For Brent Bishop, ’93, climbing Mount Everest was a family affair. His father, Barry Bishop, was on the famed 1963 American expedition up Everest where he and his partner followed the South Col route of the original 1953 climb. Brent reached the summit of Everest in 1994—making them the first American father and son to reach the peak—and again in 2002. The younger Bishop co-founded an organization devoted to cleaning trash off the slopes of Everest. Bishop followed in his father’s footsteps for a National Geographic Society film titled “Everest, 50 Years on the Mountain,” celebrating the 50th anniversary of the first ascent. Bishop is one of three sons of these original explorers to take part in the documentary.
Today, the UW is still a magnet for those who seek adventure in the mountains. The UW Climbing Club has been active for decades and now has about 100 active members. Although the group doesn’t have formal meetings, members can be found on Wednesday evenings enjoying pub night at the Big Time Brewery on the Ave.
There, the next generation of Husky climbers meets to talk climbing and to plan trips over a brew or two. There is no doubt that some of them will keep on going beyond the Cascades to summit other mountains in the world. Many records have already been set by Huskies but future generations will push the limits of mountain exploration. It’s part of their heritage as Huskies.
Just before this issue of Columns went to press, a stark reminder of the extreme dangers faced by climbers was delivered as news of Chad Kellogg’s death spread. He was struck Feb. 14 by a falling rock as he descended Mount Fitz Roy in the Patagonia region of Argentina, killing him instantly.

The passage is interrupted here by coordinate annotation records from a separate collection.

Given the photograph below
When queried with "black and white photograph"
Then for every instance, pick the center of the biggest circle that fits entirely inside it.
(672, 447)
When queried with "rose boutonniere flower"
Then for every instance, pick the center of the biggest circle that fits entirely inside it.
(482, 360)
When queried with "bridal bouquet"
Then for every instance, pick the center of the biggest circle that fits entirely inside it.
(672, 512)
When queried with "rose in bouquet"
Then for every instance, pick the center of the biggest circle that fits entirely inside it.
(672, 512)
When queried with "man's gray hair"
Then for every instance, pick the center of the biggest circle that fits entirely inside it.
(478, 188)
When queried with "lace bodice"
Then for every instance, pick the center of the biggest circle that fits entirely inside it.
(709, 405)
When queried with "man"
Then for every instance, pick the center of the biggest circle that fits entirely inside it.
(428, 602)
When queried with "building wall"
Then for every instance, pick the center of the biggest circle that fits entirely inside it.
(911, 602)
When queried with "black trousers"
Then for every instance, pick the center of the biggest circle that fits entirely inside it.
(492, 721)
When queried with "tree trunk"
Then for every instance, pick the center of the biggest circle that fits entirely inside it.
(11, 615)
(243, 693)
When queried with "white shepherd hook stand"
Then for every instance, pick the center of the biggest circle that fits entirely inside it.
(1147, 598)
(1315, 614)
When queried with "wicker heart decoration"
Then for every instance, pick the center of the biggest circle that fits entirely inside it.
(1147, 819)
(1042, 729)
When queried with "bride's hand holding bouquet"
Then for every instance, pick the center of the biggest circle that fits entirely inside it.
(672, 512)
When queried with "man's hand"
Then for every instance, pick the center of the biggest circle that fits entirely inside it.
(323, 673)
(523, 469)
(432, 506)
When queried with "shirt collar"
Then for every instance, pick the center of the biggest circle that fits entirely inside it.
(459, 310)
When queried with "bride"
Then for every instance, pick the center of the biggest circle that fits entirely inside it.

Kellogg was born in Omak, Wash., in 1971. He spent several years of his childhood in Kenya as his parents served as missionaries, before returning to the Northwest, where he began climbing in this early teens. His career was marked by accomplishment, as he set records for climbs on Mount Rainier and Denali.
Kellogg was also no stranger to heartbreak. His wife Lara-Karena Kellogg died during a descent of an Alaskan peak in 2007. Soon after, Kellogg was diagnosed with colon cancer. Since, Kellogg’s only brother and several other relatives, along with his close climbing partner, Joe Puryear, have also died. Kellogg had received grants to scale two unclimbed peaks in Nepal later this year.
Brent Bishop told The New York Times that Kellogg “… was a cardiovascular machine. He was really able to suffer. He kept getting stronger. I think we were really robbed of seeing what this climber was going to do.”